Page MenuHomePhabricator

Wikidata maxlag repeatedly over 5s since Jan 20, 2020 (primarily caused by the query service)
Closed, ResolvedPublic

Description

Since Jan 20, 2020 the wikidata-queryservice lag is repeatedly climbing over 5s, as shown in https://grafana.wikimedia.org/d/000000156/wikidata-dispatch?orgId=1&refresh=1m&fullscreen&panelId=22&from=now-7d&to=now

This delays bot runs, making their duration impredictible, which in turn makes interactive runs very hard, if not impossible

Event Timeline

There are a very large number of changes, so older changes are hidden. Show Older Changes

Over the past weeks, we noticed a huge increase of content in Wikidata. Maybe that's something worth looking at?

Over the past weeks, we noticed a huge increase of content in Wikidata.

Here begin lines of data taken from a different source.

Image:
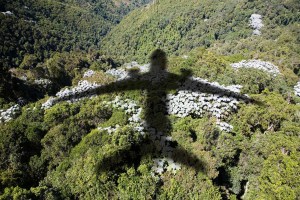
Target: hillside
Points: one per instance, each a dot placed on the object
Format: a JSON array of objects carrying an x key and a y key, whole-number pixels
[
  {"x": 224, "y": 26},
  {"x": 34, "y": 31},
  {"x": 210, "y": 111}
]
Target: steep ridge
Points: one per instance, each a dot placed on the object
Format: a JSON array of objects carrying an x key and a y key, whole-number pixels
[
  {"x": 228, "y": 27},
  {"x": 34, "y": 31},
  {"x": 220, "y": 122}
]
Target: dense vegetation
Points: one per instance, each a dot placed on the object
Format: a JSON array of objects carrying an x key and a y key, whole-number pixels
[
  {"x": 60, "y": 152},
  {"x": 223, "y": 26},
  {"x": 38, "y": 30}
]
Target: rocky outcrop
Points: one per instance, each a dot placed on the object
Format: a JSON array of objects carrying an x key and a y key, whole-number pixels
[
  {"x": 7, "y": 13},
  {"x": 9, "y": 114},
  {"x": 256, "y": 23},
  {"x": 297, "y": 89},
  {"x": 257, "y": 64},
  {"x": 161, "y": 141},
  {"x": 82, "y": 90}
]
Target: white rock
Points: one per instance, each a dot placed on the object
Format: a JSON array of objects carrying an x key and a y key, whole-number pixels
[
  {"x": 297, "y": 89},
  {"x": 257, "y": 64}
]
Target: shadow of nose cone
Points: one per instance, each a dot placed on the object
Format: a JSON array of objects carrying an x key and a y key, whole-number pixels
[{"x": 158, "y": 60}]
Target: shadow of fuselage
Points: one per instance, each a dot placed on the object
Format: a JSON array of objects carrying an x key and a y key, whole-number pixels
[{"x": 156, "y": 83}]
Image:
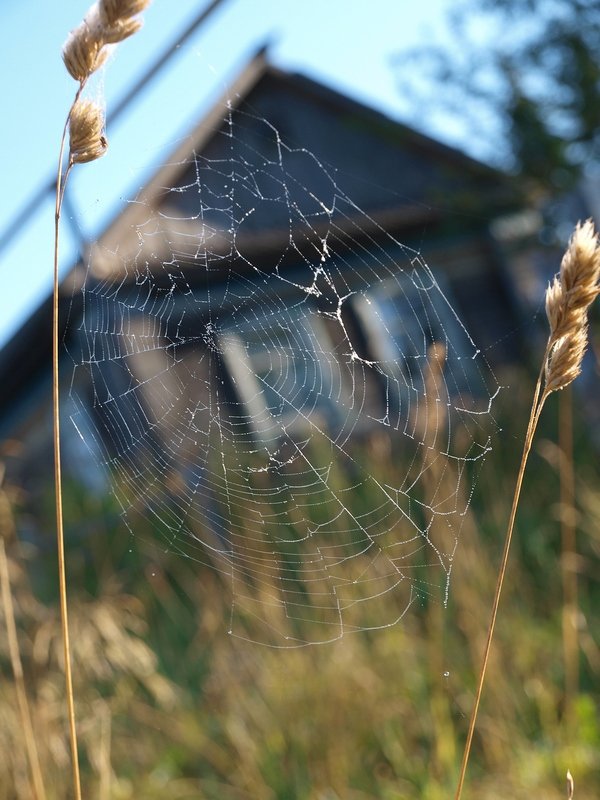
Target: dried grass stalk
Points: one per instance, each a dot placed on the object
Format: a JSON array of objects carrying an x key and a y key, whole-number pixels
[
  {"x": 108, "y": 23},
  {"x": 84, "y": 52},
  {"x": 86, "y": 132},
  {"x": 568, "y": 299}
]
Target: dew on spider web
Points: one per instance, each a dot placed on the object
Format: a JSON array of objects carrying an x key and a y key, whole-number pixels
[{"x": 281, "y": 391}]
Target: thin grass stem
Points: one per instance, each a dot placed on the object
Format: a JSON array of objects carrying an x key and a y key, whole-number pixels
[
  {"x": 536, "y": 410},
  {"x": 38, "y": 790},
  {"x": 60, "y": 539}
]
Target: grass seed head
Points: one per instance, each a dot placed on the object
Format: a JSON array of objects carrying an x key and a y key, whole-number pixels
[
  {"x": 113, "y": 12},
  {"x": 568, "y": 299},
  {"x": 83, "y": 52},
  {"x": 86, "y": 132}
]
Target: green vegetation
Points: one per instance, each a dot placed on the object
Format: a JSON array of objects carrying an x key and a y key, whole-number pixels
[{"x": 169, "y": 706}]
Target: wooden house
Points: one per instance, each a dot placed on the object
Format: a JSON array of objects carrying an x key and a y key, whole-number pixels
[{"x": 288, "y": 246}]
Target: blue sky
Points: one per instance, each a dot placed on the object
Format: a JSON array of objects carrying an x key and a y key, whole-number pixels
[{"x": 346, "y": 44}]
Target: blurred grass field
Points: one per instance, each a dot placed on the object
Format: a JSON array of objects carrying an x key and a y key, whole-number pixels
[{"x": 169, "y": 706}]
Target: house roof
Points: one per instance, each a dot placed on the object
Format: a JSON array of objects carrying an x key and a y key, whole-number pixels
[{"x": 25, "y": 359}]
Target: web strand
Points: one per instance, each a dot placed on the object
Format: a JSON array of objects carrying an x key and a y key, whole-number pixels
[{"x": 280, "y": 390}]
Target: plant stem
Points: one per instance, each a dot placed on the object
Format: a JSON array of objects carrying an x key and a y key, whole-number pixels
[
  {"x": 15, "y": 658},
  {"x": 536, "y": 410},
  {"x": 569, "y": 550},
  {"x": 62, "y": 578}
]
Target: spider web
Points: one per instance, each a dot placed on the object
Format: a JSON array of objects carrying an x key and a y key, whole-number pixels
[{"x": 280, "y": 390}]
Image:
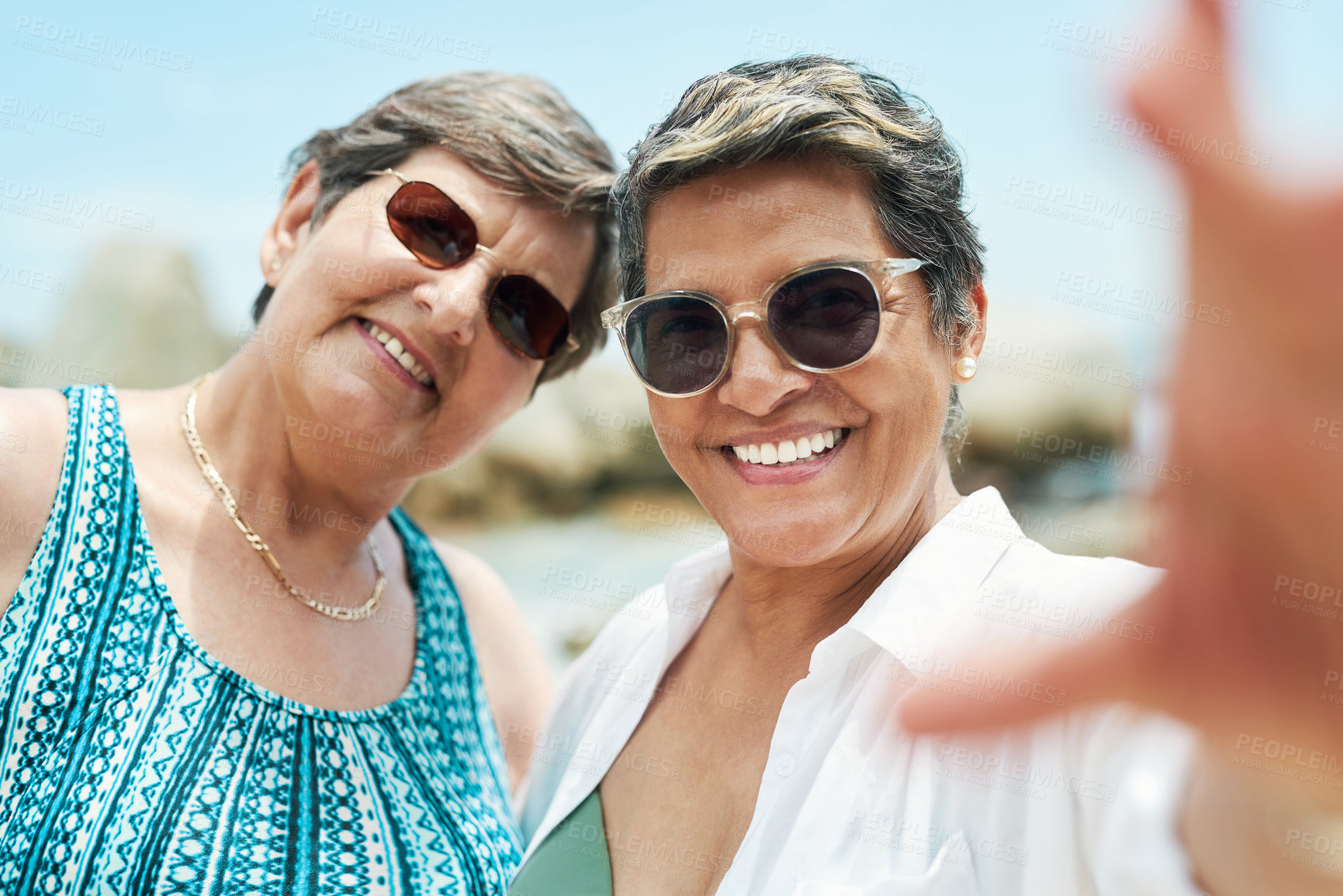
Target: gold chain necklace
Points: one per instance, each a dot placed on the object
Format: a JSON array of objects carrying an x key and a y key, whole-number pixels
[{"x": 207, "y": 469}]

Maybe that's something worth looking at?

Wikidata content is growing at a fast and steady pace and has been for a few years now. For the last few months it's been expanding at a rate of around 3,500,000 new pages per month. So that seems unlikely to be connected.

While I understand the need of "slowing bot edits" in case of lag, I can see a problem making MW api and WDQS equivalent in SLA at the moment.

I wonder if it would make sense to ignore query service lag on GET requests? Those requests shouldn’t put any kind of load on the query service, after all.

That resonates with me. As a bot operator I totally understand and expect that my edits might be throttled. However, it is super painful for read-only workflows, like the one I describe in T244030: all I want is read one wikipage, which can result in a 30min wait time − as it’s 'interactive', it makes for a very poor user experience.

Over the past weeks, we noticed a huge increase of content in Wikidata. Maybe that's something worth looking at?

Wikidata content is growing at a fast and steady pace and has been for a few years now. For the last few months it's been expanding at a rate of around 3,500,000 new pages per month. So that seems unlikely to be connected.

That rate is a lot higher than it was for the first 7 months of 2019, at close to or less than 1 million/month, so it could be related. But given the existing size of Wikidata, I'd call it a moderate increase, not a "huge increase", unless it's much bigger in some other metric than just number of items?

On the question of GET:

In T243701#5834792, @Lucas_Werkmeister_WMDE wrote:
I wonder if it would make sense to ignore query service lag on GET requests? Those requests shouldn’t put any kind of load on the query service, after all.

Is the idea here to split the "lag" parameter into separate ones for GET's and edit's? That makes a lot of sense to me...

Legoktm raised the priority of this task from Medium to High.Feb 9 2020, 7:55 AM
Legoktm subscribed.

maxlag is intended to tell fully-automated bots to backoff to help servers recover in times of excess lag, and the recommended setting is maxlag=5. If the server is constantly at maxlag of >=5, then it defeats the point because bot owners will (rightly) ignore maxlag. Either the lag in WDQS needs to be fixed, or we need to introduce some scaling factor in Wikibase so that lag is usually under 5s like we have for the job queue.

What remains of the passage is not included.